Update: as you clarified more on github issue, your additional problem was how the name is being constructed. uniqueString function generate an pseudo-random string (a hash) based on the seed - the parameters you provide to the function. when you give exactly this same values - you will get this same result.
Below code is working for me
var baseName = uniqueString(resourceGroup().id)
var location = 'uksouth'
resource stg 'Microsoft.Storage/storageAccounts#2019-06-01' = {
name: baseName
location: location
sku: {
name: 'Standard_LRS'
}
kind: 'StorageV2'
}
resource asp 'Microsoft.Web/serverfarms#2019-08-01' = {
name: baseName
location: location
sku: {
name: 'Y1'
tier: 'Dynamic'
}
}
resource ai 'Microsoft.Insights/components#2015-05-01' = {
name: baseName
location: location
kind: 'web'
properties: {
Application_Type: 'web'
}
}
resource fa 'Microsoft.Web/sites#2019-08-01' = {
name: baseName
location: location
identity: {
type: 'SystemAssigned'
}
properties: {
serverFarmId: asp.id
}
kind: 'functionapp'
resource appSettings 'config#2018-11-01' = {
name: 'appsettings'
properties: {
'AzureWebJobsStorage__accountName': stg.name
'FUNCTIONS_WORKER_RUNTIME': 'powershell'
'FUNCTIONS_WORKER_RUNTIME_VERSION': '~7'
'APPINSIGHTS_INSTRUMENTATIONKEY': ai.properties.InstrumentationKey
}
}
}
resource blobContrib 'Microsoft.Authorization/roleAssignments#2020-04-01-preview' = {
name: guid(fa.name, stg.name, 'ba92f5b4-2d11-453d-a403-e96b0029c9fe')
properties: {
principalId: fa.identity.principalId
roleDefinitionId: subscriptionResourceId('Microsoft.Authorization/roleDefinitions', 'ba92f5b4-2d11-453d-a403-e96b0029c9fe')

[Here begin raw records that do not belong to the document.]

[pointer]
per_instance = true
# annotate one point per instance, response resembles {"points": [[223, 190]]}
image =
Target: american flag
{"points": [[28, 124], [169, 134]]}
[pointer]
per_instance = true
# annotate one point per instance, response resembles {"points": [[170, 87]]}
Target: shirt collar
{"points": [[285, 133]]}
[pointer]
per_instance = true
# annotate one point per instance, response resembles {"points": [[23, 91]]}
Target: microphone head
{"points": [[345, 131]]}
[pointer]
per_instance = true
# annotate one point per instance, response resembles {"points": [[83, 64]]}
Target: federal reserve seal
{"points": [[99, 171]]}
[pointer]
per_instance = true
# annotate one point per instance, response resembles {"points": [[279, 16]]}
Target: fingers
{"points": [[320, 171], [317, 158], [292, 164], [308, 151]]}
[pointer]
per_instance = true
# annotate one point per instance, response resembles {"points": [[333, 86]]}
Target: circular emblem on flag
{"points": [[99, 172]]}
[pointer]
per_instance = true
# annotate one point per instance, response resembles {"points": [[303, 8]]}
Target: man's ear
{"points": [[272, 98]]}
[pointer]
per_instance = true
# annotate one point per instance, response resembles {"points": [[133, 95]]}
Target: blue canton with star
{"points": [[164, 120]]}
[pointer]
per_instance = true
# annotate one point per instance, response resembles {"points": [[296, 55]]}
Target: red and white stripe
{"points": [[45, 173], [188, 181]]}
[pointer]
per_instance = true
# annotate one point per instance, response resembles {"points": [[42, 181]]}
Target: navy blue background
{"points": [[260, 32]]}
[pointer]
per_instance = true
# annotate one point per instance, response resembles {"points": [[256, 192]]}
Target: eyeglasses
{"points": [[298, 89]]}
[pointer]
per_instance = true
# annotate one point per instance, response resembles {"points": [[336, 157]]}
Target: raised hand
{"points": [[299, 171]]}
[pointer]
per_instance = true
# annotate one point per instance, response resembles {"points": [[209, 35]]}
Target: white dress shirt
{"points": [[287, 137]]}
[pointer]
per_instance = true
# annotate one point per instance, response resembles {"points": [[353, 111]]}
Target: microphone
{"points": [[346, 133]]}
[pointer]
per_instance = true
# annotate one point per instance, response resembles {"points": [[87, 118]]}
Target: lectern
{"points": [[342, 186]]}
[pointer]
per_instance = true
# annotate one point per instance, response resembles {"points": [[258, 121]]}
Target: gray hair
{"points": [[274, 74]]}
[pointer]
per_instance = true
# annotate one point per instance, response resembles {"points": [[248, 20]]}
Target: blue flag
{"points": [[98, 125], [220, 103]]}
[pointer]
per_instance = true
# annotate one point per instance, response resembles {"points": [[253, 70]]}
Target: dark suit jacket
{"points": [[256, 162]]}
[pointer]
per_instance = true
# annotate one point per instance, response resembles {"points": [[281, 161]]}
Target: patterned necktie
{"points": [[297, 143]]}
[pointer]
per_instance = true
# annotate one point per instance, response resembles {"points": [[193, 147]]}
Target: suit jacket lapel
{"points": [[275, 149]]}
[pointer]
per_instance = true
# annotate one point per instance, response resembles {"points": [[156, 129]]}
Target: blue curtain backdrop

principalType: 'ServicePrincipal'
}
scope: stg
}
In your code use resourceGroup().id as uniqueString parameter - as it contains unique guid of your subscription and a resource group name, which has to be unique in the subscription - your hash also should be unique. providing only subscription().id will generate same string for all deployments to that subscription and resource group in it.